2021-12-28T15:33:17+00:00December 28th, 2021|Teeth Grinding|

Teeth Grinding Monroe NC

Do you ever wake up in the morning with a slight headache and a stiff or sore jaw? If so, these symptoms could be the result of grinding your teeth during sleep. Teeth grinding is a common problem with a myriad of causes, and if you think you may be grinding away on those teeth every night, Adam Brown DDS can help you to stop.

Grinding of the teeth and clenching of the jaw—known as “Bruxism” in the dentistry world—usually happens unconsciously while you are asleep or awake, and it can lead to all sorts of sleeping disorders such as snoring, even sleep apnea.

How do you know if you are grinding your teeth at night? Here are a few signs that could indicate bruxism:
1. Flattened teeth.
2. Loose, chipped, or cracked teeth.
3. Tight or sore jaw muscles, especially when you wake from sleep.
4. Regular toothaches and/or increased sensitivity.
5. A dull ache surrounding your ears and temples.
6. Temporomandibular joint pain (TMJ), which is clicking or grinding when you move your jaw.

Though having any of these signs could mean you are grinding your teeth, but the best way to be sure is to pop in for a visit. A trained eye can see the side effects of teeth grinding pretty quickly and diagnose the issue and begin working towards a solution.

 

Why Do We Grind Our Teeth?
Truthfully, we are not entirely sure what causes bruxism. Whether physical, psychological, even genetic, there are a host of reasons people might grind their teeth while sleeping. Often when people are under a lot of stress and anxiety, they begin to subconsciously bite abnormally or aggressively, which can then lead to bruxism. Teeth grinding can also be a side effect of some medications like antidepressants.

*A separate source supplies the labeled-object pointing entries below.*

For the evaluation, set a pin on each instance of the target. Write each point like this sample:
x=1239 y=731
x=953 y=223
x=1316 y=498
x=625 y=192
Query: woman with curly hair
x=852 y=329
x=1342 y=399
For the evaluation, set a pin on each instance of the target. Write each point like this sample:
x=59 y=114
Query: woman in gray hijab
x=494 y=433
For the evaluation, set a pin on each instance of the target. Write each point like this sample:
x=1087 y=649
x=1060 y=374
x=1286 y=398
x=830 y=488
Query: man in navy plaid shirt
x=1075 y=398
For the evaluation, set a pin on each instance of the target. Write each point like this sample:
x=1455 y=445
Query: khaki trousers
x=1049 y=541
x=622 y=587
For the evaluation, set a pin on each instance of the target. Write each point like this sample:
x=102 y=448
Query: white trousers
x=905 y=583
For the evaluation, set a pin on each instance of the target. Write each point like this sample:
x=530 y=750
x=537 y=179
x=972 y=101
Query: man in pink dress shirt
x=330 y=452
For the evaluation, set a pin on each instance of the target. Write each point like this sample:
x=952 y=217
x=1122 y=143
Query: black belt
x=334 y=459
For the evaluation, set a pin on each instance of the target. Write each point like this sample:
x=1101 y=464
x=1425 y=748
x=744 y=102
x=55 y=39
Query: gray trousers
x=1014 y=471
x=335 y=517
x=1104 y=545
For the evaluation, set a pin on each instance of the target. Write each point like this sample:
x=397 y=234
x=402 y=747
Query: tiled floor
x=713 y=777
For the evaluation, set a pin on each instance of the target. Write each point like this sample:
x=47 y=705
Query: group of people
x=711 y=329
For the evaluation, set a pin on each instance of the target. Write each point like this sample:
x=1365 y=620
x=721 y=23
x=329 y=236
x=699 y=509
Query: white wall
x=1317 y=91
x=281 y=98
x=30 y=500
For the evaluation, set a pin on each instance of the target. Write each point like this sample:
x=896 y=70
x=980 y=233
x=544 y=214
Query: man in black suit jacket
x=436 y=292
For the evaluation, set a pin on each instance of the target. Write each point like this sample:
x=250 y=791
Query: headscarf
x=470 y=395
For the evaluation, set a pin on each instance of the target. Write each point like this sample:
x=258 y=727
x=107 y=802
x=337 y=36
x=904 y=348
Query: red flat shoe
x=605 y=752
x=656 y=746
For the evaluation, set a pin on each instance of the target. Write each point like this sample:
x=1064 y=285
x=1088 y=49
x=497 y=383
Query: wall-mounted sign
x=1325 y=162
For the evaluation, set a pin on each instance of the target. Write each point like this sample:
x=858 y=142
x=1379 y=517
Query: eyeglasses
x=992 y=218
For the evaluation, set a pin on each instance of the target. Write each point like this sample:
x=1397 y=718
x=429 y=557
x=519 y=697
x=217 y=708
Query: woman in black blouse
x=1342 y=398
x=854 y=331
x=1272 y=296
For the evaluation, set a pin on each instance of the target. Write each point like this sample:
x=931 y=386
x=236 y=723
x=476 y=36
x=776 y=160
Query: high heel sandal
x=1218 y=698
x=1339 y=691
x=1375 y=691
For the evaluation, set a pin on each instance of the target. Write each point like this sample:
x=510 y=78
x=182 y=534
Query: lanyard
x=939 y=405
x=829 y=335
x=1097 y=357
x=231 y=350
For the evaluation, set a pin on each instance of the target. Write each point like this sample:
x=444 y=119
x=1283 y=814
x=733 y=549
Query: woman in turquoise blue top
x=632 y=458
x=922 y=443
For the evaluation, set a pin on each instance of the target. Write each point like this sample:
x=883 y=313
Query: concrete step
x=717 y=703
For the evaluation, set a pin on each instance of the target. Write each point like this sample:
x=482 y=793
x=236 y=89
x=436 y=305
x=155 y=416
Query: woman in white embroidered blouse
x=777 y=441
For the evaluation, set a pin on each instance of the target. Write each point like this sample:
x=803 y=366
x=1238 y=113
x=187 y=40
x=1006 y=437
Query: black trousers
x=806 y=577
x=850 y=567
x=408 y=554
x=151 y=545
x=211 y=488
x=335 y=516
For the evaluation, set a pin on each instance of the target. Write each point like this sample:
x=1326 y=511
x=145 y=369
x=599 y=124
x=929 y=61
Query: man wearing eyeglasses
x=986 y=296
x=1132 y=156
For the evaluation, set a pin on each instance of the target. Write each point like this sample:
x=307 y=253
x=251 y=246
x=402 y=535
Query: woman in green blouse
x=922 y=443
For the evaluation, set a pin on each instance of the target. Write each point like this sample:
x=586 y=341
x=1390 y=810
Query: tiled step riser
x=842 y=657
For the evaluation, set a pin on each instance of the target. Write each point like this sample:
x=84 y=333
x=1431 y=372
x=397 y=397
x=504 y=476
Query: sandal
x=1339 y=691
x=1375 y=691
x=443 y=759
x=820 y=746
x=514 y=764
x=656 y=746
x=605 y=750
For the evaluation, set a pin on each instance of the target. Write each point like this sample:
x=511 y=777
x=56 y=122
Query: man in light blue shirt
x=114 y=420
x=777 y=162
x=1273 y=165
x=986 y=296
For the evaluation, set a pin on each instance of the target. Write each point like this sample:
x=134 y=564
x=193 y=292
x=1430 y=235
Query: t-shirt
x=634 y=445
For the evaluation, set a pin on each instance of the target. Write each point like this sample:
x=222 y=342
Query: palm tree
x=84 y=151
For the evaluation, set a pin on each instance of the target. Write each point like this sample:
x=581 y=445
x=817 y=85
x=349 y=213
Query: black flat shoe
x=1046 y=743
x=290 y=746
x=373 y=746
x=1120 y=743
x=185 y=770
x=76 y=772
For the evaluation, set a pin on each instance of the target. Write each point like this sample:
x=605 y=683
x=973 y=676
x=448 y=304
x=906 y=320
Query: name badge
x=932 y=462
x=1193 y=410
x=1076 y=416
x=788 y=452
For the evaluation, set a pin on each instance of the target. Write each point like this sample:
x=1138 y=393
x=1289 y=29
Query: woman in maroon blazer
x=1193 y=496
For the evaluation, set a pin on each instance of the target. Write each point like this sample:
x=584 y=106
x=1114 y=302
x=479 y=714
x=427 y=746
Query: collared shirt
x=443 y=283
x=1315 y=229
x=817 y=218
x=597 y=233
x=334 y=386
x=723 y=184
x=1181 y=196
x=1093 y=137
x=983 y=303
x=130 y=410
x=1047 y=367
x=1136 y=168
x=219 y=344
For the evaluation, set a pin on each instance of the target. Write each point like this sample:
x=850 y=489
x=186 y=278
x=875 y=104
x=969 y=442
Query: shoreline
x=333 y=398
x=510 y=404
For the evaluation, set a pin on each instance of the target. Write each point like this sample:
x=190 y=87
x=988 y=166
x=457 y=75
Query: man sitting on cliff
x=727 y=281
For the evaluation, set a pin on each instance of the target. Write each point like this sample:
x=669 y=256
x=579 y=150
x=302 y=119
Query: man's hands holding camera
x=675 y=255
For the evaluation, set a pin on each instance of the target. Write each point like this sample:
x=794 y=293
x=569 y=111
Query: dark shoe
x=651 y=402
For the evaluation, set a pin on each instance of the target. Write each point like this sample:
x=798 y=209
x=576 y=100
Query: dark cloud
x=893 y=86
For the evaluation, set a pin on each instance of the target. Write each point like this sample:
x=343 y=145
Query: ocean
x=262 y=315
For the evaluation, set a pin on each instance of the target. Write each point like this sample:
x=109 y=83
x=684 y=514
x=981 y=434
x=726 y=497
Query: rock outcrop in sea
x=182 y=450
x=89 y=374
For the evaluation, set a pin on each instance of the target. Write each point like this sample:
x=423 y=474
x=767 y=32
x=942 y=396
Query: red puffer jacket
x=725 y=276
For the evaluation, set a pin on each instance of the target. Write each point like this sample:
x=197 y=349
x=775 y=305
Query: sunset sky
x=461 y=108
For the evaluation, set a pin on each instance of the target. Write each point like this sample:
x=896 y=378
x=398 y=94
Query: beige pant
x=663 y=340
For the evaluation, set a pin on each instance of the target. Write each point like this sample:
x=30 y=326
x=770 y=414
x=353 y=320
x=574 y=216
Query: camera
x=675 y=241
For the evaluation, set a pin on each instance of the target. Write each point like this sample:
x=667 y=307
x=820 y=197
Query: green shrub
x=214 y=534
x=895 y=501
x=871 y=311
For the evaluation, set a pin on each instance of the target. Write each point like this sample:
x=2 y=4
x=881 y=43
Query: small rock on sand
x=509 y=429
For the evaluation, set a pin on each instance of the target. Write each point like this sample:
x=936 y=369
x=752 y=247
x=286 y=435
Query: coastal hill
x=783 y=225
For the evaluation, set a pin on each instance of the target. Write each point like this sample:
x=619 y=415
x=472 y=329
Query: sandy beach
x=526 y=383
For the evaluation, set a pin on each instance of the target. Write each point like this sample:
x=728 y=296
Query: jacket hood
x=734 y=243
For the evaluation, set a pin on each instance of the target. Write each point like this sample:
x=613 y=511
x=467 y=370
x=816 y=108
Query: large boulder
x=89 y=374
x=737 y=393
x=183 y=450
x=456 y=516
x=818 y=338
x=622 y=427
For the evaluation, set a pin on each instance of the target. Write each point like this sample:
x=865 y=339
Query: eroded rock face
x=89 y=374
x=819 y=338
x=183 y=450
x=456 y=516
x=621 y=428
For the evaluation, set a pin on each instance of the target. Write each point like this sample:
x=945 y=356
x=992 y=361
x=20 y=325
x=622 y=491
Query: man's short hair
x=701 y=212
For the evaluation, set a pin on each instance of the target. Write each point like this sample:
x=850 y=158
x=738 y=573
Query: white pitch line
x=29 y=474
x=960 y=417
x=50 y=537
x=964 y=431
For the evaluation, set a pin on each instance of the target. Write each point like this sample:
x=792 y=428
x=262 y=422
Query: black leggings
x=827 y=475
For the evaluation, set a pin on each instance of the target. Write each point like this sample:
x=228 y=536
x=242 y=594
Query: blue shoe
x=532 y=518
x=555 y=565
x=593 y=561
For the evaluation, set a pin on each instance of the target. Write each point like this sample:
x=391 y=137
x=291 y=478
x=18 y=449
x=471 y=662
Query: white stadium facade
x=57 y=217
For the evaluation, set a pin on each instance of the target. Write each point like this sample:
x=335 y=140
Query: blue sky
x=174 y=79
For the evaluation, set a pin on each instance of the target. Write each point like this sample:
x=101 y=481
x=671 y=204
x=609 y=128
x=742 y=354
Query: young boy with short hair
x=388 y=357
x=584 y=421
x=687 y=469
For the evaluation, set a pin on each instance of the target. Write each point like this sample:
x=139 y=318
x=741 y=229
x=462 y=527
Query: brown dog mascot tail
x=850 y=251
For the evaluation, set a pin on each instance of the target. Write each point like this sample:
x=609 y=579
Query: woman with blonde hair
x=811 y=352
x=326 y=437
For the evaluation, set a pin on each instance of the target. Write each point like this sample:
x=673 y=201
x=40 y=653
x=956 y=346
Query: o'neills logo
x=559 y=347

If you think or know, you are grinding your teeth at night, begin narrowing down the possible reasons: does your family have a history of teeth grinders? Are you on medication? Are you under more stress than usual?

 

Getting Help
Rather than trying to live with bruxism until your teeth are whittled down to nothing, consider visiting us at Adam Brown DDS. Even if you are unsure if you are suffering from bruxism, it’s worth a quick appointment to find out and get help if needed. During your dental exam, we will look for any excessive wear on your teeth, any cracks or chips, even loose teeth.

Depending on what we find, we will then discuss a plan to stop you from grinding those teeth every night. Here are some possible solutions:
Wearing a Mandibular Advancement Device. This is a method for the more serious grinders where a mouthpiece is attached to your head that keeps your jaw fixed in one position. It’s not the most comfortable solution, but it works!
Wearing a basic mouth guard to protect the teeth while asleep. The mouth guard is perfectly molded to your teeth, and though this is a bit uncomfortable in the beginning, you will quickly get used to it.
Wearing a splint that keeps the teeth separated. If the mouth guard is too bulky or awkward, consider the low-profile splint instead.
Abstain from alcohol for a while. It has been proven that drinking alcohol does, at times, intensify bruxism while sleeping.
Cut back, or cut out completely, anything with caffeine in it. The energy gained from caffeine can cause nerves and muscles to work overtime while sleeping.
Begin using stress-management techniques. Maybe even begin some behavioral therapy, such as training yourself to hold your jaw and mouth in a single position for long periods of time.

The good news is that teeth grinding is treatable. If you suffer from bruxism, we will find a way to stop it. This is why it’s so important to visit your dentist as soon as you suspect you are grinding your teeth at night. We can assess and apply the appropriate method of treatment, and make any adjustments along the way. The key thing to note is the sooner you get treatment, the healthier your teeth and mouth will be—and remain to be.

 

Healthy Teeth, Happy Living
While we are on the subject of maintaining those teeth, let’s not forget the basics when it comes to keeping them clean and healthy. In order to maintain a pleasant smile, it’s important to set a regime of brushing twice a day. Brush your teeth in the morning and at night with fluoride toothpaste. In the morning it’s a good idea, to begin with, mouth wash, which breaks down plaque and food particles. Then thoroughly floss between each tooth to get those spots your toothbrush won’t reach. When brushing, hold the toothbrush at an angle pointing the bristles towards the gums. Brush, using back-and-forth motions on both the inside and outside of the teeth, making sure not to scrub too vigorously.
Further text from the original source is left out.